DETROIT (AP) — A judge declined to put a former Detroit police chief on the Republican ballot for Michigan governor, the third candidate to lose a court challenge after election staff said campaign petitions were marred by fraudulent signatures.
It's a remarkable setback for James Craig, who has high name recognition in southeastern Michigan and retired as Detroit's top cop last year to make his first run for office.
Court of Claims Judge Elizabeth Gleicher said she must abide by a Michigan appeals court decision released Wednesday that kept two other Republicans, Perry Johnson and Michael Markey, off the Aug. 2 ballot.
Gleicher's opinion, dated Wednesday but released Thursday, also cited other reasons.
There appears to be no dispute that fraudulent signatures were turned in by paid circulators, though there’s no evidence that the candidates were aware of the scam. In a court filing, attorneys representing the Board of State Canvassers called it an “unprecedented situation.”
The candidates were declared ineligible last week as the result of a tie vote by the board. State election staff said Johnson, Craig, Markey, Donna Brandenburg and Michael Brown didn’t meet the 15,000-signature threshold because of fraudulent signatures.
In Craig's case, election staff said he appeared to have only about 10,200 valid signatures after subtracting 9,879.
He argued that the state had an obligation to go line by line, comparing signatures to the eligible voter file before striking them. Only 20% of the suspicious signatures were formally checked.
But the appeals court said that wasn't necessary.

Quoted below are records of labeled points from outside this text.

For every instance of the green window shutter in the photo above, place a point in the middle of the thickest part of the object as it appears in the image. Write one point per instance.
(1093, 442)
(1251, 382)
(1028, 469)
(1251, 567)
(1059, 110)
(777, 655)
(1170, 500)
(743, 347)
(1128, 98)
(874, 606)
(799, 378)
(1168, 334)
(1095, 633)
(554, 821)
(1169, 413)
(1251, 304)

“The board ... had a clear legal duty to investigate, but it did not have a clear legal duty to conduct a comparison of each fraudulent signature against the qualified voter file,” the court said in a 3-0 opinion that has been applied to Johnson, Craig and Markey.
Craig was disappointed.
“The voters should be deciding who their candidates are, not an unelected board of government bureaucrats,” he said of the Board of State Canvassers, adding, “Our fight is not over.”

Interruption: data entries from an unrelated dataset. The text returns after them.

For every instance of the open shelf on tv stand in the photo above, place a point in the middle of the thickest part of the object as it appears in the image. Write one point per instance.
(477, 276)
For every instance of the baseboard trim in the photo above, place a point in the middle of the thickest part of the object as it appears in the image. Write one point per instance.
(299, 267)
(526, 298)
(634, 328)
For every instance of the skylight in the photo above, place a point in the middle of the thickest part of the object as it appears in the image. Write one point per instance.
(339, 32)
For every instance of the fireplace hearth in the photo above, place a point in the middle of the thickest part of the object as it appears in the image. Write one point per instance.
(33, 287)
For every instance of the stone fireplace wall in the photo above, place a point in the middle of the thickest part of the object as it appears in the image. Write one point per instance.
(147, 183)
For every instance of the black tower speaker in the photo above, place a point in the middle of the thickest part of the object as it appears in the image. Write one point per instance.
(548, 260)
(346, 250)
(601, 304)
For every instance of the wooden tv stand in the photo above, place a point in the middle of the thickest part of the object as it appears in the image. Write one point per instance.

The Michigan Supreme Court is the last hope for the candidates. Timing is crucial: The state said it needs to complete the ballot by Friday.
Five other Republican candidates have landed a ballot spot, including Tudor Dixon, a former conservative TV news host who has the backing of Betsy DeVos who was head of the U.S. Education Department during the Trump administration.
Kevin Rinke, a former owner of Detroit-area car dealerships, said he's prepared to spend at least $10 million of his own money. He has promoted himself in TV and digital ads.
The winner will face Democratic Gov. Gretchen Whitmer in the fall.